Ben oyun hamurlarını yanlışlıkla karıştırıp yeni bir renk elde etmeseydim, o oyun hamurlarının karışmasından çıkacak rengin varlığını etkiler miydi? Yeşil ve kırmızıyı karıştırdığımda sarı çıkacağı gerçeği değişmezdi. Sadece o anda bilmiyor bulunurdum. Bilim de aslında buna dayanır. Gerçeğin biz insanlar tarafından bilinip bilinmemesi o gerçeği değiştirmez. Aklımızın ucundan bile geçmeyen gerçekler bizim bilip bilmememize karşın varlığını sürdürmeye devam ediyor olabilir. Denizin derinliklerine ulaşabildik ve oradaki canlıları tanımlayabildik diye bir anda var olmayan canlılar, bize daha bilinmeyen ve keşfedilmeyi bekleyen gerçeklerin olduğu umudunu aşılar.

Tıpkı atomun parçalanmasının imkânsız olduğunun düşünüldüğü gibi gerçeği bulmanın da imkânsız olduğu düşünülebilir. Elimdeki mavi, kırmızı, yeşil hamurlarımla mor bir araba yapabilmemin başta bakıldığında imkânsız gözükmesi bir yana, artık o zaman aklıma gelmediği için sürücü eklemediğim hamurdan araba bilim sayesinde hem mor olabildi hem de gerçekten de sürücüsüz bir araba icat edildi.

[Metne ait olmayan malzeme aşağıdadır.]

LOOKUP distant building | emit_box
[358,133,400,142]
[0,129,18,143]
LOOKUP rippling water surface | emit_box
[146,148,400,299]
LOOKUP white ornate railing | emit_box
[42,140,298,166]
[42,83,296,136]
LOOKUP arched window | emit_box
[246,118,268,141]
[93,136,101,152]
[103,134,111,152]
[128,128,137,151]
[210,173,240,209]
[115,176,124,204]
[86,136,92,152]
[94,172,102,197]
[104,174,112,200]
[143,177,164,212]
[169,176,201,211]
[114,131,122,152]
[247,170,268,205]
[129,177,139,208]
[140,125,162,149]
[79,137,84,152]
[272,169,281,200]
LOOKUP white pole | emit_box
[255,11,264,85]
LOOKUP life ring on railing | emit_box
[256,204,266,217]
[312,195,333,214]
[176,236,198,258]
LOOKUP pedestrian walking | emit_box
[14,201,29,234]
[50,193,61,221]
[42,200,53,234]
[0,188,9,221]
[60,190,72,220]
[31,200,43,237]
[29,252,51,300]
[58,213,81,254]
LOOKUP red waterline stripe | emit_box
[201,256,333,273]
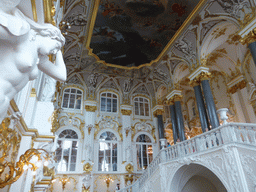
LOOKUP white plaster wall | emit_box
[33,101,54,135]
[181,176,218,192]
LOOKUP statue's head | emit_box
[0,0,21,11]
[31,24,65,55]
[35,24,65,46]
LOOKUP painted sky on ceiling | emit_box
[90,0,199,66]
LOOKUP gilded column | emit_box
[173,95,186,141]
[169,102,179,144]
[153,105,166,149]
[240,28,256,65]
[191,80,209,132]
[199,72,220,129]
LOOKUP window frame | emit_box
[96,129,120,173]
[99,91,119,114]
[55,128,80,173]
[133,96,151,118]
[134,133,154,172]
[61,87,84,111]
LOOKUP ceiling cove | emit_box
[86,0,207,69]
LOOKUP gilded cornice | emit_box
[228,80,246,94]
[121,109,132,116]
[240,28,256,45]
[85,105,97,112]
[197,72,212,81]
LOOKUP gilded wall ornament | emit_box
[240,28,256,45]
[83,163,93,173]
[125,163,134,174]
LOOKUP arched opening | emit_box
[169,164,227,192]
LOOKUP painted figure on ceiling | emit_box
[0,0,66,122]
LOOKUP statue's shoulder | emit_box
[0,8,30,36]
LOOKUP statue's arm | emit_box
[38,50,67,82]
[0,25,14,40]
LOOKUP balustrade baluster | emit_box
[251,127,256,144]
[211,132,217,147]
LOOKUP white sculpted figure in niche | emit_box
[124,78,132,93]
[0,0,66,122]
[89,73,99,87]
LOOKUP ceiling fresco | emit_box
[90,0,199,67]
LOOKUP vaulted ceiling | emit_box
[62,0,255,86]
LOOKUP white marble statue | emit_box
[0,0,66,122]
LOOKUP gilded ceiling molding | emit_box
[239,28,256,45]
[86,0,208,70]
[237,7,256,28]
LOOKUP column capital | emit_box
[166,89,182,102]
[237,19,256,44]
[152,105,164,117]
[188,66,211,84]
[227,75,246,94]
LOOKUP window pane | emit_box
[70,164,76,171]
[135,102,140,115]
[76,100,82,109]
[145,103,149,116]
[140,103,144,115]
[62,93,69,108]
[107,99,111,112]
[98,157,104,171]
[113,99,117,112]
[136,145,142,170]
[69,95,75,108]
[100,98,106,111]
[71,155,76,163]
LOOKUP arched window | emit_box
[62,88,83,109]
[134,97,149,116]
[98,131,117,171]
[100,93,117,112]
[136,134,153,171]
[55,129,78,172]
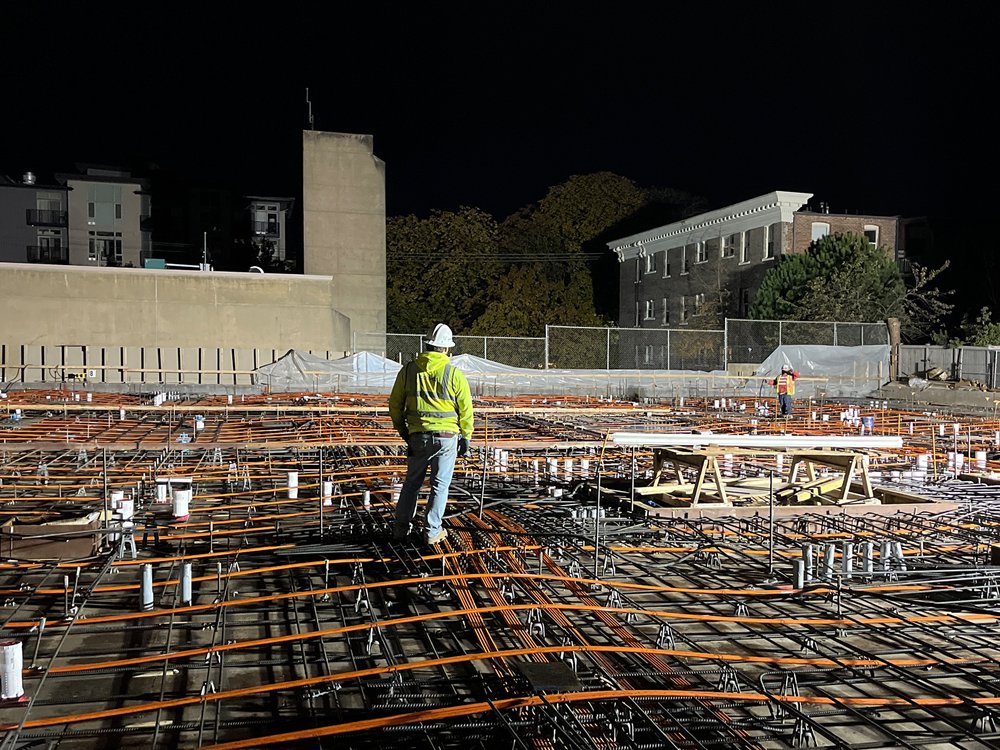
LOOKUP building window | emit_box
[764,224,778,260]
[87,183,122,227]
[865,224,878,247]
[722,232,743,258]
[87,232,122,266]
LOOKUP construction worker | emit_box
[771,365,799,417]
[389,323,472,544]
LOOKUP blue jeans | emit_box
[778,393,792,416]
[396,432,458,538]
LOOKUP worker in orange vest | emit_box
[771,365,799,417]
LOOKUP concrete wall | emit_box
[302,130,386,333]
[0,263,351,379]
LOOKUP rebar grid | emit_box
[0,394,1000,748]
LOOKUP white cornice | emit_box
[607,190,812,263]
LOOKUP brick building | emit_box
[608,190,908,328]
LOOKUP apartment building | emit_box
[0,172,69,264]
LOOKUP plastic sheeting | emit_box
[740,344,889,398]
[254,345,889,400]
[253,349,400,391]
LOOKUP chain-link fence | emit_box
[726,318,889,364]
[452,336,545,370]
[545,326,725,372]
[354,332,545,369]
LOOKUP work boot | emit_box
[427,529,448,544]
[392,526,410,542]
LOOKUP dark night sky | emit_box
[7,2,998,304]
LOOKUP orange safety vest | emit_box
[774,372,795,396]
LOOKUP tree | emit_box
[386,208,501,333]
[750,233,952,340]
[386,172,693,336]
[961,307,1000,346]
[471,263,605,336]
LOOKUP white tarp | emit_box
[741,344,889,398]
[253,349,400,391]
[254,345,889,399]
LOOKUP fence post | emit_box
[724,318,729,373]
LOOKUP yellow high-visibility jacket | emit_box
[771,370,799,396]
[389,352,473,439]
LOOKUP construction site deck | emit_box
[0,388,1000,750]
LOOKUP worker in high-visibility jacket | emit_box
[389,323,473,544]
[771,365,799,417]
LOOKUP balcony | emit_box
[28,245,69,266]
[25,208,67,227]
[253,221,281,237]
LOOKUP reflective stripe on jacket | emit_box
[389,352,472,437]
[774,372,795,396]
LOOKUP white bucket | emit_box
[0,641,24,701]
[174,489,191,521]
[118,497,135,521]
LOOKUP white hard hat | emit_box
[426,323,455,349]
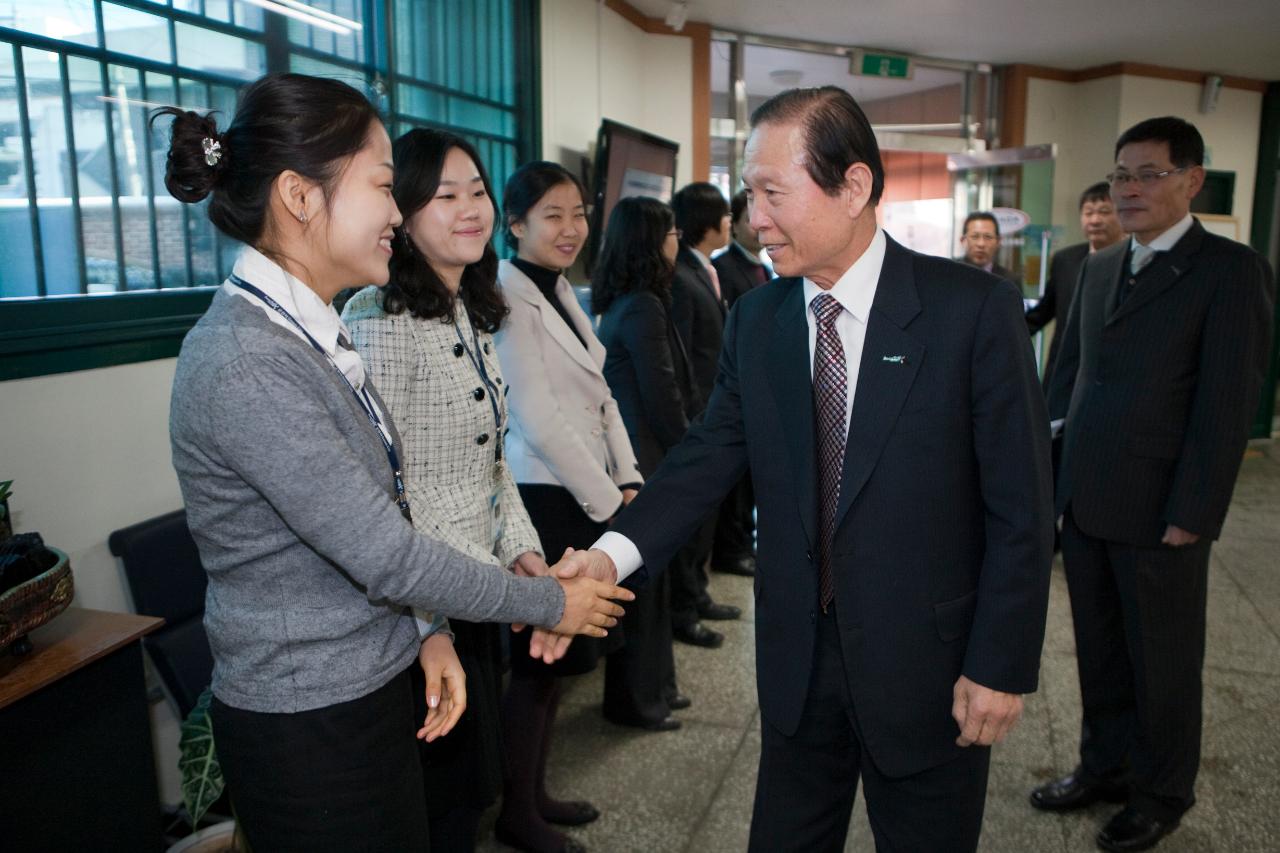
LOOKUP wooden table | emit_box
[0,607,164,853]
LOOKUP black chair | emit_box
[106,510,214,720]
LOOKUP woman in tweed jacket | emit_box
[343,129,545,853]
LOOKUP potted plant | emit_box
[169,688,250,853]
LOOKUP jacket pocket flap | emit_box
[1129,435,1183,459]
[933,590,978,643]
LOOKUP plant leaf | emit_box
[178,688,225,829]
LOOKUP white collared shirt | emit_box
[1129,214,1196,254]
[591,228,887,581]
[223,246,390,441]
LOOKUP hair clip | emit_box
[200,136,223,167]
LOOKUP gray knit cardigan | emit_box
[169,289,564,712]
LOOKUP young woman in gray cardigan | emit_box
[159,74,631,852]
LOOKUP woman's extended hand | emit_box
[417,634,467,743]
[552,576,636,637]
[511,551,547,578]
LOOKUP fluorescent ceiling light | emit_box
[244,0,364,36]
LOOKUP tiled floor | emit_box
[481,446,1280,853]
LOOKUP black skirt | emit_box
[413,619,506,818]
[210,661,429,853]
[511,483,622,676]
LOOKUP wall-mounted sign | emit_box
[991,207,1032,237]
[849,50,914,79]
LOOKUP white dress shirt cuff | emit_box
[591,530,644,583]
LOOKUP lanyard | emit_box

Bu da imkânsızı sorgulatır, beni insanlık olarak daha da ileri gidebileceğimize olan inancımı aydınlatır. Yapabileceklerimize sınır çizmeden, yola devam ederek, imkânsıza  ‘’henüz kanıtlanmamış’’ diyebilerek güçlenmekteyiz.

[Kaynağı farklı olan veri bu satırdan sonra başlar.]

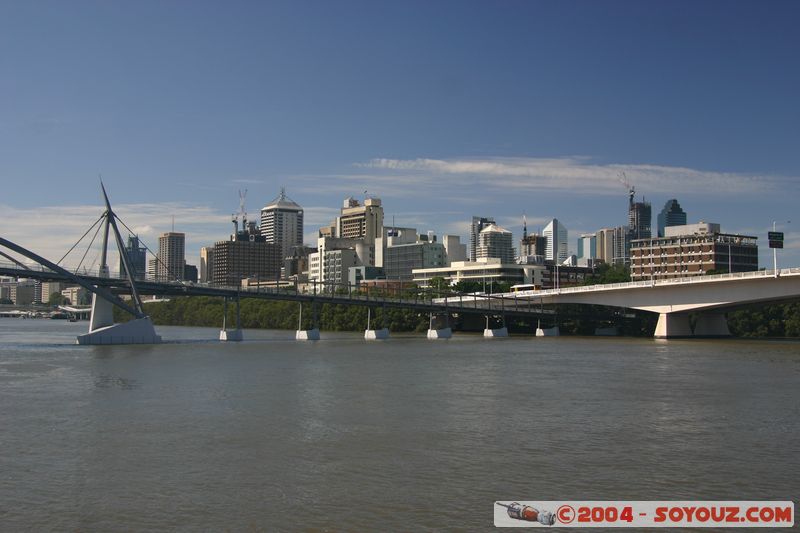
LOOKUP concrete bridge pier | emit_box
[77,294,161,345]
[219,298,244,342]
[428,311,453,339]
[536,320,561,337]
[294,302,319,341]
[694,312,731,337]
[653,313,693,339]
[364,307,389,341]
[483,315,508,339]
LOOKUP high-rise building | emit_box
[383,232,447,281]
[469,217,495,261]
[42,281,66,304]
[336,198,383,241]
[199,246,214,283]
[628,200,653,240]
[118,235,147,279]
[578,233,597,260]
[211,222,283,287]
[153,231,186,281]
[542,218,569,263]
[476,224,514,264]
[611,226,631,265]
[631,222,758,281]
[442,235,467,265]
[658,198,686,237]
[519,216,547,261]
[261,187,303,258]
[595,228,614,264]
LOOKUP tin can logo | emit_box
[495,502,556,526]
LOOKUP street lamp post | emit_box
[772,220,778,278]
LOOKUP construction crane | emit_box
[617,172,636,204]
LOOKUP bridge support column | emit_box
[536,321,561,337]
[219,298,244,342]
[428,312,453,339]
[77,294,161,345]
[694,313,731,337]
[364,307,389,341]
[653,313,693,339]
[294,302,319,341]
[483,315,508,339]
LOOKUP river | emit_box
[0,319,800,531]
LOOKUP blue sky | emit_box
[0,1,800,266]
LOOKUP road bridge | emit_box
[444,268,800,338]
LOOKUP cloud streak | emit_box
[355,157,789,195]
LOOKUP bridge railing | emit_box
[494,267,800,297]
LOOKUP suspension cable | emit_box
[114,213,183,279]
[56,213,106,265]
[75,217,103,272]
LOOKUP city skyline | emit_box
[0,1,800,268]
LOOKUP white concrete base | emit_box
[294,328,319,341]
[77,316,161,345]
[653,313,692,339]
[219,329,244,342]
[483,328,508,338]
[428,328,453,339]
[536,326,561,337]
[364,328,389,341]
[694,313,731,337]
[594,327,619,337]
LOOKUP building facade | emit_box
[578,233,597,260]
[631,223,758,281]
[151,231,186,281]
[542,218,569,263]
[628,200,653,240]
[383,240,447,281]
[469,217,495,261]
[657,198,686,237]
[261,187,303,258]
[336,198,383,243]
[211,225,283,287]
[117,235,148,279]
[477,224,515,263]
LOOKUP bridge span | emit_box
[0,183,800,344]
[440,268,800,338]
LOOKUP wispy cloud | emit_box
[0,203,232,266]
[355,157,789,194]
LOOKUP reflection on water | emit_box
[0,319,800,531]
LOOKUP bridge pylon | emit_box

Sonuç olarak bilim hala devam etmekte olan bir yolculuktur, arabayı süren bilim adamları değişir, kimisi bu yolda ölür ve yeni bilim adamları gelir. Fakat hepsinin hedefi bellidir, gerçeğe ulaşmak. Doğası gereği daha iyisi gelene kadar bilim, yolumuzu aydınlatan gerçeğe ulaşmamızın yolunda en doğru haritamız olarak kalacaktır.